Anharmonicity and Coulomb pseudopotential effects on superconductivity in YH$_6$ and YH$_9$

TL;DR

This study demonstrates that incorporating anharmonic and Coulomb pseudopotential effects using advanced quantum methods accurately predicts superconducting transition temperatures in yttrium hydrides, resolving previous overestimations.

Contribution

The paper introduces a stochastic path-integral approach to account for anharmonicity and Coulomb pseudopotential renormalization in yttrium hydrides, improving theoretical predictions.

Findings

Significant corrections to electron-phonon coupling parameters.

Increase in average phonon frequency aligning with stochastic self-consistent harmonic approximation.

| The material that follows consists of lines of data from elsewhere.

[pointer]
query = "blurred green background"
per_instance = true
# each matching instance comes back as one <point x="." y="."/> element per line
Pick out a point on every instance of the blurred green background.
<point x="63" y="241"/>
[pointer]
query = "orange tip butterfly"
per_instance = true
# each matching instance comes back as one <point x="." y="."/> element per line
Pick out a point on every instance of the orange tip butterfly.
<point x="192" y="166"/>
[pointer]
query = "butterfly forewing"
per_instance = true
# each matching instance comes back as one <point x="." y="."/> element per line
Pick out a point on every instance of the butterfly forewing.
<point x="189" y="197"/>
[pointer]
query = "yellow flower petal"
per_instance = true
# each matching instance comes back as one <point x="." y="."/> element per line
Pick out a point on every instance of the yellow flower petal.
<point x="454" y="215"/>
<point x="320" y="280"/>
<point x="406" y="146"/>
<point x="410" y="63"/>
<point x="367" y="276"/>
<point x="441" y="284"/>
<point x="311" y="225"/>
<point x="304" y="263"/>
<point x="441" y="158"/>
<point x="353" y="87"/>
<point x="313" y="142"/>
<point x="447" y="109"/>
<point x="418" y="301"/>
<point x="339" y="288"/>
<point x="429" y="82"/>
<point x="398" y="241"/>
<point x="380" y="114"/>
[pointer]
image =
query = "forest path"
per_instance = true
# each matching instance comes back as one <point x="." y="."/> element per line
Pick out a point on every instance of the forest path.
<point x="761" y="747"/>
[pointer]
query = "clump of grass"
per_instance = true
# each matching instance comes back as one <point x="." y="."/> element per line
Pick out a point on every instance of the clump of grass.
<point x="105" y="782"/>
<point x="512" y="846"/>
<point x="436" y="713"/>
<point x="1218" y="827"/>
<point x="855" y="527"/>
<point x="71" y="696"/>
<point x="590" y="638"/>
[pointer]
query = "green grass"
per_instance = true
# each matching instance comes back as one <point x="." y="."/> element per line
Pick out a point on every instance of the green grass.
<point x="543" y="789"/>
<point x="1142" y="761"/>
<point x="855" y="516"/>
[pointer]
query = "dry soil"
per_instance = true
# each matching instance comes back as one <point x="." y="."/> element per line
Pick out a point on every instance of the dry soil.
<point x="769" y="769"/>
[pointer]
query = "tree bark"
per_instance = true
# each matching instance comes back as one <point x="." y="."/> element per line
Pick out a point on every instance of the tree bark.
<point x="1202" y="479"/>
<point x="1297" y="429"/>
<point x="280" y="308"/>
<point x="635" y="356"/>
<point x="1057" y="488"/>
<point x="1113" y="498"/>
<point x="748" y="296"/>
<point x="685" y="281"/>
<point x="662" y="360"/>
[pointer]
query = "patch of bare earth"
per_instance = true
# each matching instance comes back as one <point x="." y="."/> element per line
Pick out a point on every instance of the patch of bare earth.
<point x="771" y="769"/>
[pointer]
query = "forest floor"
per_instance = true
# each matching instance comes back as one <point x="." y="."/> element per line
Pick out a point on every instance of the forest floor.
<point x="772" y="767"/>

Proper Coulomb pseudopotential renormalization is crucial for accurate T_c predictions.

Abstract

Anharmonic effects are widely believed to be the primary cause of the overestimation of superconducting transition temperatures of yttrium hydrides YH$_6$ and YH$_9$ in theoretical predictions. However, prior studies indicate that anharmonicity alone may be insufficient to account for this discrepancy. In this work, we employ the stochastic path-integral approach to investigate the quantum and anharmonic effects of ions in yttrium hydrides. Our calculations reveal significant corrections to the electron-phonon coupling parameters and an increase in the average phonon frequency compared to density functional perturbation theory, aligning closely with results from the stochastic self-consistent harmonic approximation. We find that properly taking into account the renormalization of the Coulomb pseudopotential due to the frequency cutoff, which is often overlooked in previous calculations, is critical to predicting transition temperatures consistent with experimental values for both YH$_6$ and YH$_9$. This indicates that, with this correction, anharmonic effects are sufficient to explain the discrepancies between experimental and theoretical results.